Before she could say anything, one of the young boys blurted out, "That's Kendall, she skated in the fastest skater last year!"
"I was really pleasantly surprised to hear that," Boniecki said. "That's trainable. That's so big that our youngest generation is able to say, 'Hey, these women are incredible, they're at the highest level of our game.'"
On Wednesday, the Nashville Predators joined the rest of the sports world in celebrating Granato, Coyne Schofield, and all the women who work in or play sports in any capacity. Feb. 5, 2020, marks the 34th annual National Girls & Women in Sports Day.

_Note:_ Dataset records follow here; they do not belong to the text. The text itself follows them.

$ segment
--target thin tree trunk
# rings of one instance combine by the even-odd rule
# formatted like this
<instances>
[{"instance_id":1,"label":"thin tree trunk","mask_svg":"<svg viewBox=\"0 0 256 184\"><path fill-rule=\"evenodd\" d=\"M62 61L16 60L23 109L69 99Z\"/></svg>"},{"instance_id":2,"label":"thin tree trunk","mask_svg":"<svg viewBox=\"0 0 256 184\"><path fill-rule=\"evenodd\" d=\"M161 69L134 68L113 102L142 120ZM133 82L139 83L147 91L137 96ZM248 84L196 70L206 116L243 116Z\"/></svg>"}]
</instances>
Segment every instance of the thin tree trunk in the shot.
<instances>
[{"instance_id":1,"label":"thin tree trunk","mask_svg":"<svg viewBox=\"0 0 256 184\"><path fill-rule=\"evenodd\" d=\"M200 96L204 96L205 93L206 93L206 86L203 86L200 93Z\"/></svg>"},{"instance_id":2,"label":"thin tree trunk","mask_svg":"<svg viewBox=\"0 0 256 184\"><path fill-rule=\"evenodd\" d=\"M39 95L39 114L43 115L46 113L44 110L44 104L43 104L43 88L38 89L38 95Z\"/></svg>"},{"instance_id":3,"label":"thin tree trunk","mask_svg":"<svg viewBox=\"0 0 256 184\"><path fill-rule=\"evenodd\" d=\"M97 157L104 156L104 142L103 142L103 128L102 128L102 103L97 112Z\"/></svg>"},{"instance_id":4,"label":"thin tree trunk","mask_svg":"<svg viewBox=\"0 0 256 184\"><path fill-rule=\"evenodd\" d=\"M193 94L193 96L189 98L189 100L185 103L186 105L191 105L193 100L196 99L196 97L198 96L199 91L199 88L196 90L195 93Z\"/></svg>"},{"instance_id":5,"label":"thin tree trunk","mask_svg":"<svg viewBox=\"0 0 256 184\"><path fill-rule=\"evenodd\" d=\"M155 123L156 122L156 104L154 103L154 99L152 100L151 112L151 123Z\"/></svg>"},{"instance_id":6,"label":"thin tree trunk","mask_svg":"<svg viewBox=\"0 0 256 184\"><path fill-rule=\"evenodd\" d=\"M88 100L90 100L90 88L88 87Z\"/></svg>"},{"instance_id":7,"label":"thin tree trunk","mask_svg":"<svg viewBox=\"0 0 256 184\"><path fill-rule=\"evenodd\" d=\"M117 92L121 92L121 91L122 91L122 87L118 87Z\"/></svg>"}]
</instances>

"Sometimes it takes a commemorative day like this to escalate awareness to a point that it's appropriate to make progress," Predators COO Michelle Kennedy said. "I, frankly, am very pleased with progress in this arena. Over the last couple of years, you see so much more about women in sports and I think it's because it's happening now in even more non-traditional ways - the first woman who was a part of the coaching staff for a Super Bowl, the Women's National Soccer Team and all the salary chat that's gone on, and I think all those things are great to bring visibility to the issue."
"It's super important," Boniecki said. "Sports, in general, are very male dominated, so I think being able to see women, not only in the front office, but as coaches or players, is so inspiring to young girls. They're not going to be able to do anything that they don't see, and so having that representation is so huge."
Kennedy spoke about the importance of young girls being involved in sports and how organized sports can teach young girls skills that are applicable later on in life, particularly for jobs within the sports industry.
"I started playing sports when I was a little girl, who grew up in a neighborhood full of boys," Kennedy said. "I wasn't going to sit inside and not do anything, so I just did everything they did. But then when you get into organized sports and particularly when you get into organized sports at advanced levels, it does so much for you… I think the infrastructure that sports create for anyone is awesome because it is a great laboratory to learn things that you're going to have to put to use in life."
Video: The Preds continue to grow girls hockey in Nashville
Over the past few years, the Predators have instituted programs in order to encourage girls to start playing hockey. With the opening of Ford Ice Center Bellevue, The Preds Girls Hockey initiatives have expanded exponentially, with all girls' hockey leagues for ages 4-16, in addition to girls-only GOAL!, Little Preds, and PREDecessor programs.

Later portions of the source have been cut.